Edmund Hartley, (died March 1597), the Tyldesley witch, was a cunning man who was alleged to have practised witchcraft at Cleworth Hall in Tyldesley, Lancashire for a year in 1595–96. Hartley was hanged, twice, after a trial at Lancaster Assizes in March 1597. Part of the evidence against him was that under interrogation he was unable to recite the Lord’s Prayer.
Perhaps the most likely explanation for the events leading to Hartley’s arrest is an outbreak of sexual hysteria similar to that which triggered the Salem witch trials eighty years later.
Superstition and belief in witchcraft were rife at the end of the 16th century in England, as were religious tensions between the supporters of the new faith – the Church of England – Puritans, and adherents of Roman Catholicism. Lancashire was a sparsely populated county at the time of the Reformation and remained a stronghold of Catholicism throughout the Elizabethan era; the county was reputed to contain more witches and believers in witchcraft than any other. Cunning folk were regarded as distinct from witches however, and were called on to perform acts of healing.
Anne Parr, who had inherited Cleworth Hall, married Nicholas Starkie of Huntroyde in Burnley depriving her Roman Catholic relations of what they considered to be their inheritance. Some of them were said to have prayed for the death of her four children who died in infancy. The Starkie’s surviving children, Ann aged about ten, and John, two years older began having fits. Their father spent £200 on doctors with no success and became convinced they were “possessed by the Devil”. He asked a Catholic priest to exorcise the evil spirits but he declined, claiming that he was not carrying his book of exorcism. In desperation Starkie approached Edmund Hartley, a “magician” and travelling “conjurer” who was in the neighbourhood and asked him for help.
Using charms and herbal potions, Hartley was able to calm the children but not cure them completely. Starkie paid 40 shillings per year for Hartley’s services but he demanded more. Starkie refused to give him a house and land, whereupon Hartley threatened him. That afternoon three other children in the house, Margaret and Ellinor Hurdman and Ellen Holland, a maid, Jane Ashton and a relative, Margaret Byrom, also became affected.

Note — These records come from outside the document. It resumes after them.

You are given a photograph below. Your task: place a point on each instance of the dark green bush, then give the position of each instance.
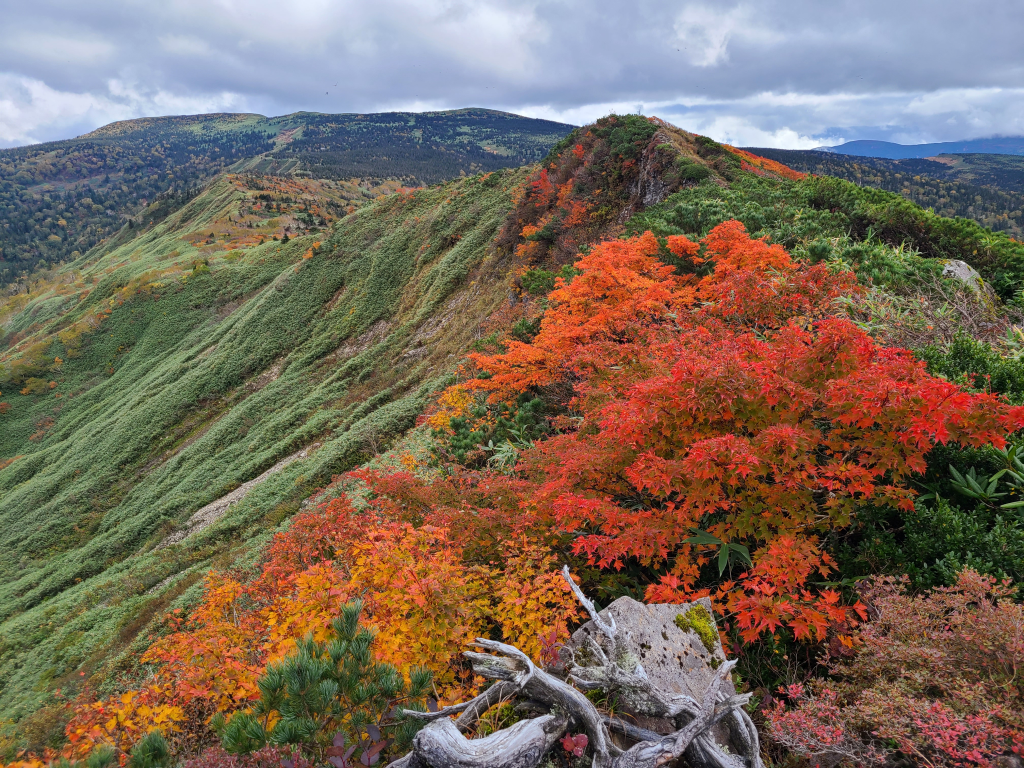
(331, 694)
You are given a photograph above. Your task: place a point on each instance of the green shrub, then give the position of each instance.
(329, 695)
(151, 752)
(977, 365)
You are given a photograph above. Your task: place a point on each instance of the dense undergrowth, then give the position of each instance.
(685, 378)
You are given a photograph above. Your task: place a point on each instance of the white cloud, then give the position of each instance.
(791, 73)
(31, 111)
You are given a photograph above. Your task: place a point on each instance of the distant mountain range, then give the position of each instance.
(985, 187)
(890, 151)
(59, 199)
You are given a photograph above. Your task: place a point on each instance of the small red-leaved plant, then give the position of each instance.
(934, 678)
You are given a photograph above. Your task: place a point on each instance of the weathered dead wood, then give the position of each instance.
(440, 744)
(612, 668)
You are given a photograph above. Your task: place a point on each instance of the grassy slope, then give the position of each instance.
(57, 200)
(164, 410)
(173, 401)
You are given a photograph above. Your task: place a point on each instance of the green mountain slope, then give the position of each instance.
(58, 200)
(178, 366)
(195, 381)
(985, 187)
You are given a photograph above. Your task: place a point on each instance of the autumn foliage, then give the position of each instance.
(422, 594)
(933, 678)
(730, 401)
(713, 423)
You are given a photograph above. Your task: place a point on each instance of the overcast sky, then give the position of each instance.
(776, 73)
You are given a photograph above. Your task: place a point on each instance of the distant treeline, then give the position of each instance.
(949, 188)
(58, 200)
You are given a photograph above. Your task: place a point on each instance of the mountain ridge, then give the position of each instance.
(892, 151)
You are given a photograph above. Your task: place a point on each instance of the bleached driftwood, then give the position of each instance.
(610, 668)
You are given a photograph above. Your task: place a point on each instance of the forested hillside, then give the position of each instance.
(988, 188)
(681, 369)
(58, 200)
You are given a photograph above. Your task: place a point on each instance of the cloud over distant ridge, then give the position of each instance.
(788, 73)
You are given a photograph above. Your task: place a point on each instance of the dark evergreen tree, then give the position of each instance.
(333, 698)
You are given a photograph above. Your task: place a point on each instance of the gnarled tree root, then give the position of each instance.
(441, 742)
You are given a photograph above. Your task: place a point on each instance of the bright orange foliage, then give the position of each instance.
(732, 403)
(422, 593)
(759, 165)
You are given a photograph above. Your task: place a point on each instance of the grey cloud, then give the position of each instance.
(791, 72)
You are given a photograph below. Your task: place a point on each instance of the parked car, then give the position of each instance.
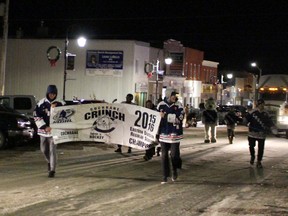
(14, 127)
(223, 110)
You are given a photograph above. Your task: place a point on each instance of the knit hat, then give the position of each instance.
(52, 89)
(260, 101)
(170, 92)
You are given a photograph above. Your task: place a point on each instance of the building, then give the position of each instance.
(107, 70)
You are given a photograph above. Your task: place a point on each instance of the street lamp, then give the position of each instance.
(155, 69)
(228, 76)
(81, 43)
(254, 64)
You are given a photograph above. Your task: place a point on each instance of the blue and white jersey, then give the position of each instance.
(42, 115)
(171, 130)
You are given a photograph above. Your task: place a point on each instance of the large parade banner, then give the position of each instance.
(123, 124)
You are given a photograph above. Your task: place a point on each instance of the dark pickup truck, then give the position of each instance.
(14, 127)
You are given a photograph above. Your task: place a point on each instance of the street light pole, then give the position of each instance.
(65, 66)
(254, 64)
(81, 43)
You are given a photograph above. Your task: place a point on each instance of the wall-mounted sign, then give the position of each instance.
(104, 62)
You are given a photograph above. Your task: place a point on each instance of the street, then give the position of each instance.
(91, 179)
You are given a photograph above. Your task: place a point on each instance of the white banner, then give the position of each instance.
(123, 124)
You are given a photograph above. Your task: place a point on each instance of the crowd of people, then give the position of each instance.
(170, 131)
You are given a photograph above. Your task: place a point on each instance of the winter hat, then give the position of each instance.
(260, 101)
(52, 89)
(170, 92)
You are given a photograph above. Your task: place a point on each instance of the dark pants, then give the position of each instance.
(230, 132)
(175, 157)
(150, 152)
(252, 144)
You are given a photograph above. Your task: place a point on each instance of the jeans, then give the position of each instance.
(252, 144)
(48, 148)
(175, 157)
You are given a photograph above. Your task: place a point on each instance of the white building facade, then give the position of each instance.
(28, 70)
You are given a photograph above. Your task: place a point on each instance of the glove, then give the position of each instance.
(171, 118)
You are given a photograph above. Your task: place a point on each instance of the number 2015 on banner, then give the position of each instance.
(145, 120)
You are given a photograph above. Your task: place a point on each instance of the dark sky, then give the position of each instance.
(231, 32)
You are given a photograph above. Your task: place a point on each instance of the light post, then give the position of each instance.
(254, 64)
(155, 69)
(229, 76)
(81, 43)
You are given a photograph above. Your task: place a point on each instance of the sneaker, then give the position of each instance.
(118, 150)
(174, 175)
(213, 140)
(164, 181)
(146, 158)
(51, 174)
(259, 165)
(158, 151)
(252, 160)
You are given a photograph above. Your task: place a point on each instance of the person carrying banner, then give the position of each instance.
(129, 99)
(170, 134)
(42, 120)
(150, 152)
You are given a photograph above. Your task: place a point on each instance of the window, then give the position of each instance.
(22, 103)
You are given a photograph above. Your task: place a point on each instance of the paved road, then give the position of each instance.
(91, 179)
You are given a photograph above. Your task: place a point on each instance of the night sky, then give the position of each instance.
(231, 32)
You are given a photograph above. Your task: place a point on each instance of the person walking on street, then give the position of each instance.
(231, 119)
(210, 121)
(259, 123)
(150, 152)
(129, 99)
(170, 134)
(42, 120)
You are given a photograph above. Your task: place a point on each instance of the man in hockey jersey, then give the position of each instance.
(170, 134)
(42, 120)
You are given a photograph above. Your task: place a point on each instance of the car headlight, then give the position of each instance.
(283, 119)
(23, 123)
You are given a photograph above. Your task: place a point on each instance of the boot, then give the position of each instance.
(158, 151)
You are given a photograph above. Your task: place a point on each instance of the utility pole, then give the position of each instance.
(4, 47)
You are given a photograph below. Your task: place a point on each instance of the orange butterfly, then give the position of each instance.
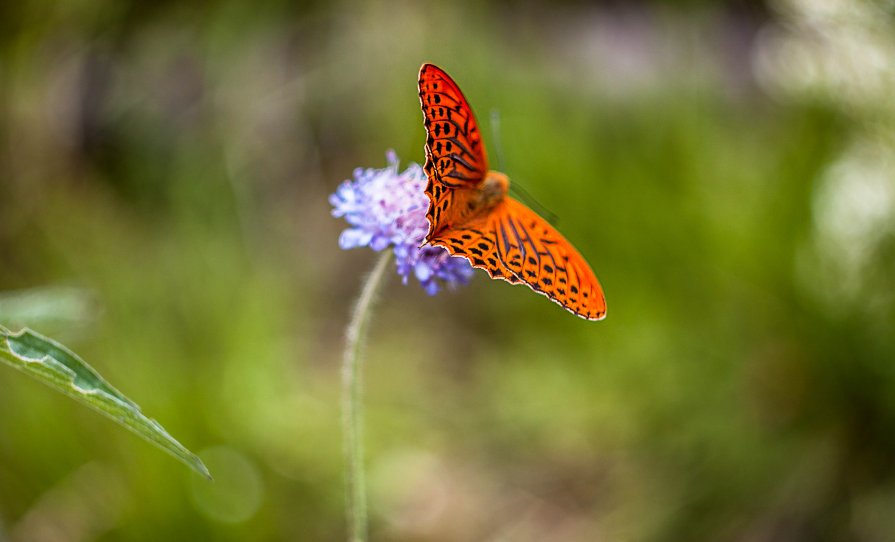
(471, 215)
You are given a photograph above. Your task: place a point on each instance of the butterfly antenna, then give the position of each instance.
(522, 194)
(495, 137)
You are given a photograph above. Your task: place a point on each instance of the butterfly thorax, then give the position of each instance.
(492, 190)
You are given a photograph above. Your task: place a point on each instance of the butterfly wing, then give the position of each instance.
(456, 163)
(515, 244)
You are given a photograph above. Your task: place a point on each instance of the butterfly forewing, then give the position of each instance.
(456, 162)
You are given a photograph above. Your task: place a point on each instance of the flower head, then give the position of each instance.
(385, 209)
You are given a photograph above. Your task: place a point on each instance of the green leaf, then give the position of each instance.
(61, 369)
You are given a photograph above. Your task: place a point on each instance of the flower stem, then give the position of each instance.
(352, 409)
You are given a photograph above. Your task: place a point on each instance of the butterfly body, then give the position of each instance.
(471, 215)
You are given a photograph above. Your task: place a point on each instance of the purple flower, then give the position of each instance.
(385, 209)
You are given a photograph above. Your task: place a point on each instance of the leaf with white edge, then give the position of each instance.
(61, 369)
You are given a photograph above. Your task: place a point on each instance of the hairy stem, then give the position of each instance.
(352, 408)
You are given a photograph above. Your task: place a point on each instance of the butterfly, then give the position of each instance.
(471, 215)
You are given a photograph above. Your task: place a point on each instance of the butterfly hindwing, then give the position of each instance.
(515, 244)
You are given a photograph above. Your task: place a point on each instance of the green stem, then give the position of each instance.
(352, 409)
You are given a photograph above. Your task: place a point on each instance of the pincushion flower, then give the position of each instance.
(385, 209)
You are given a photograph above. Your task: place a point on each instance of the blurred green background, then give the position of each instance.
(728, 168)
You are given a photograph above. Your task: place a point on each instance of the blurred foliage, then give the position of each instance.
(727, 177)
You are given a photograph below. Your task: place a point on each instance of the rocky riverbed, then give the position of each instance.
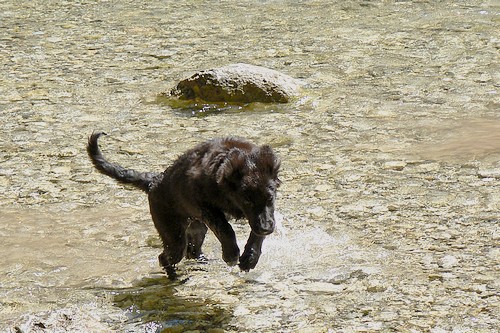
(389, 209)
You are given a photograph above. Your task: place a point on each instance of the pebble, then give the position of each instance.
(448, 261)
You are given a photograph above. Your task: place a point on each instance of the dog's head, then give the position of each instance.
(251, 180)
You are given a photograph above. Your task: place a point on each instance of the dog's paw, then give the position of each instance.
(231, 258)
(249, 260)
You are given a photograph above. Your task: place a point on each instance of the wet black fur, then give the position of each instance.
(218, 178)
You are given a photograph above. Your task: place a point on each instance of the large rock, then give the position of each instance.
(238, 83)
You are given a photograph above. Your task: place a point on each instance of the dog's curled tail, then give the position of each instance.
(141, 180)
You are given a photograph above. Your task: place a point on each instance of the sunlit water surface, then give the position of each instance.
(390, 163)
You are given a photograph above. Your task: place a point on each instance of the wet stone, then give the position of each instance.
(238, 83)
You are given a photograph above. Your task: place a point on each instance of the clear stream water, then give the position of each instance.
(389, 206)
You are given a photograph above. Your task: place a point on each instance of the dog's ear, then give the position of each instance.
(232, 168)
(269, 160)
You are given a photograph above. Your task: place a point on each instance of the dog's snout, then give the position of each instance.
(264, 228)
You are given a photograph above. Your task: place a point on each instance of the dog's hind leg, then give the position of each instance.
(195, 236)
(217, 222)
(172, 231)
(251, 255)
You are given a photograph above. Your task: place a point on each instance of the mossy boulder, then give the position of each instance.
(238, 83)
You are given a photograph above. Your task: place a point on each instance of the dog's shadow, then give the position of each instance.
(152, 303)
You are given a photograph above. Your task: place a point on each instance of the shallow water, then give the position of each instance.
(391, 165)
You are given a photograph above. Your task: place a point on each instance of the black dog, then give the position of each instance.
(218, 177)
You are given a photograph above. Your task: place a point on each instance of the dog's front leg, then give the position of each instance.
(217, 222)
(252, 252)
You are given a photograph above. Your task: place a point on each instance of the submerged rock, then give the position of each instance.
(238, 83)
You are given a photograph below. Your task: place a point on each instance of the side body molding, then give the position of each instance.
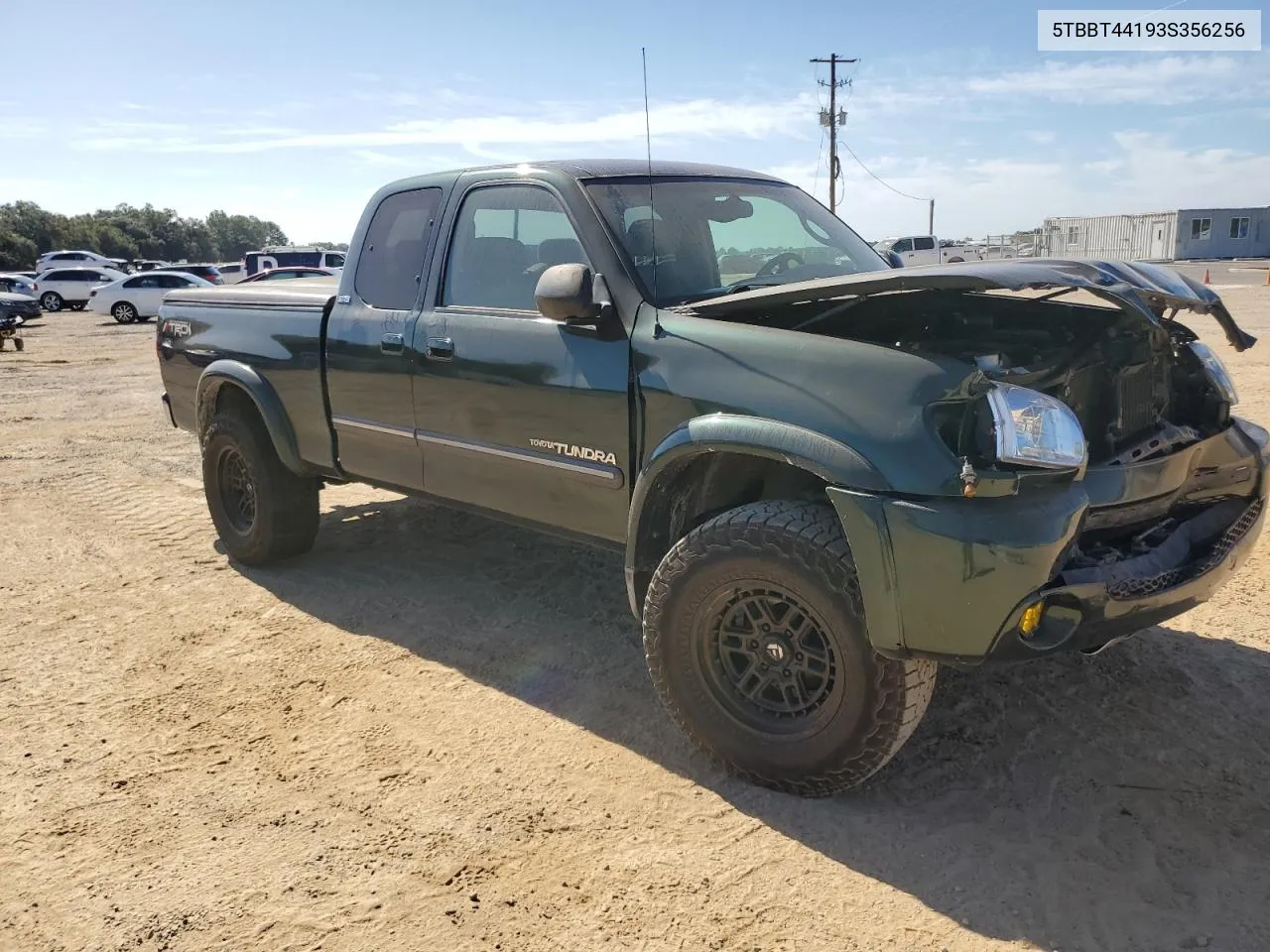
(236, 373)
(828, 458)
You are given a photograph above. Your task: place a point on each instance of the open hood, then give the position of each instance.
(1148, 289)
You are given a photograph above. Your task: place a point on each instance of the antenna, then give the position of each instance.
(648, 143)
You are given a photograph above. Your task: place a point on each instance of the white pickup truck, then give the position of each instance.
(926, 249)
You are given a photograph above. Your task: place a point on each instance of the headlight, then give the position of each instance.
(1215, 372)
(1033, 429)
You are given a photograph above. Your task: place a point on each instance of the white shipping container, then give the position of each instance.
(1127, 238)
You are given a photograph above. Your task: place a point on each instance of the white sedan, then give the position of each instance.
(137, 298)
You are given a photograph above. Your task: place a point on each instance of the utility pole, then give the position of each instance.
(833, 117)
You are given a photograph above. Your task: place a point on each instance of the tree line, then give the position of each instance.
(125, 231)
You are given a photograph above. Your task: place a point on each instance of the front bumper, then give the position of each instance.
(951, 578)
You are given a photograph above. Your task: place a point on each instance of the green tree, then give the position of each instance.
(130, 232)
(16, 250)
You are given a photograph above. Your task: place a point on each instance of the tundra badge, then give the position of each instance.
(576, 452)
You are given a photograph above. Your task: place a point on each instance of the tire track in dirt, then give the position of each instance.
(168, 517)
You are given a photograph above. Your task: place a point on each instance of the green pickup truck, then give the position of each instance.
(828, 475)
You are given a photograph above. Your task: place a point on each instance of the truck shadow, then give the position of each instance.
(1080, 803)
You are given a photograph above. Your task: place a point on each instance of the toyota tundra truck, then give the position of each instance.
(828, 476)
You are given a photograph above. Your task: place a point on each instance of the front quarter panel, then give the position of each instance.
(860, 409)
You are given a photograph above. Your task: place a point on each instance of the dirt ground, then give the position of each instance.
(436, 733)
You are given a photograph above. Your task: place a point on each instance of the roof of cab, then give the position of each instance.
(585, 169)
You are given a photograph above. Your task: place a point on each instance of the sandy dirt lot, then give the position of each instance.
(436, 733)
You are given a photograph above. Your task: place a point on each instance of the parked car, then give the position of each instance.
(207, 272)
(22, 304)
(137, 298)
(287, 273)
(293, 257)
(71, 287)
(73, 259)
(18, 285)
(928, 249)
(231, 272)
(826, 476)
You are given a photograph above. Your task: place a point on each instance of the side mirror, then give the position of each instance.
(566, 294)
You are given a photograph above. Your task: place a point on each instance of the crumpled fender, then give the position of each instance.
(826, 457)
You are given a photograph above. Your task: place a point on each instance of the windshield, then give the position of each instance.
(714, 236)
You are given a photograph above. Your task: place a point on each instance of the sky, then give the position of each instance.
(300, 112)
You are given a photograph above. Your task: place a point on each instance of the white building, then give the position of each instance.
(1162, 236)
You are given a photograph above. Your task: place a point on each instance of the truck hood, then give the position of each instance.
(1147, 289)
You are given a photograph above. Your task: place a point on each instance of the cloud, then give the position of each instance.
(698, 118)
(1170, 80)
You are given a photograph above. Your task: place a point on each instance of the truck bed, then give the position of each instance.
(300, 294)
(267, 329)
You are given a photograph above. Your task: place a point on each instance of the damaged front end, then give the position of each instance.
(1097, 480)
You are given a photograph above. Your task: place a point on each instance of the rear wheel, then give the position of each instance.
(263, 512)
(756, 642)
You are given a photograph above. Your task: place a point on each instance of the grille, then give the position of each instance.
(1135, 400)
(1139, 588)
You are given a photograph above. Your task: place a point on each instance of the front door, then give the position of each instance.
(368, 363)
(517, 413)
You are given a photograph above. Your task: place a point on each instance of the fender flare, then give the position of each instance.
(830, 460)
(267, 404)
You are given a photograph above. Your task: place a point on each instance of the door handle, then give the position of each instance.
(440, 348)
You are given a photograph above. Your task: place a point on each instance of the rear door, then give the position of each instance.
(141, 293)
(368, 358)
(516, 413)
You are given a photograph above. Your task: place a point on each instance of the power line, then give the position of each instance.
(883, 181)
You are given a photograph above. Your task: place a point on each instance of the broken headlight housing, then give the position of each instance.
(1034, 429)
(1215, 371)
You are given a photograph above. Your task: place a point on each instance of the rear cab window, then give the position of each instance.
(393, 254)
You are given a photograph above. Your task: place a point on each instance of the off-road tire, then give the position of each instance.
(285, 506)
(799, 548)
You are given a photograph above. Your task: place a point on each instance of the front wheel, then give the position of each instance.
(263, 512)
(756, 643)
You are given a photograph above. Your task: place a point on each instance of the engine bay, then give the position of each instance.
(1134, 386)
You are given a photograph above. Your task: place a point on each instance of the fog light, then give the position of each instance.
(1030, 621)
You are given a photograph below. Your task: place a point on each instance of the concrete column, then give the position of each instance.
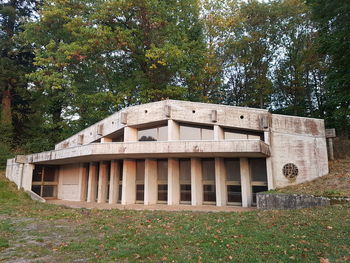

Starkie suspected that Hartley was by then part of the problem and consulted John Dee, the warden of the Collegiate Church (now Manchester Cathedral). Dee was reluctant to become involved, but rebuked Hartley and advised Starkie to consult “some godly preachers”. For a short while all was quiet at Cleworth Hall but the children’s fits and bouts of shouting returned. Jane Ashton and Margaret Byrom were affected after being kissed by Hartley who “breathed the Devil” into them. Byrom tried to escape to her home in Salford but Hartley followed her and was found there by preachers who had pursued him. Under examination Hartley was unable to recite the Lord’s Prayer, and was accused of witchcraft.
Hartley was arrested and sent to Lancaster Castle gaol. At his trial in March 1597, Starkie testified that the previous autumn while in the woods at Huntroyde, Hartley had drawn a circle “with many crosses and partitions”. Starkie’s evidence led to the death penalty. Hartley’s execution was botched; at the first attempt to hang him the rope broke, and even though Hartley repented he was hanged at the second attempt.
The story of the demonic possessions at Cleworth Hall was documented by George More, who with John Darrell
and several others including a local curate, arrived at Cleworth Hall after Hartley’s execution in March 1597 to dispossess the seven of their demons. In turn Darrell and More were imprisoned for their involvement in the dispossessions.
Although the parents of the children believed them to be bewitched, there are clear signs of sexual hysteria similar to that which triggered the Salem witch trials eighty years later. As well as bewitching Jane Ashton and Margaret Byrom by kissing them, it was alleged that Hartley had lain with the maid on her bed. The girls’ account of a “furry little devil which entered little holes” also has evident Freudian undertones.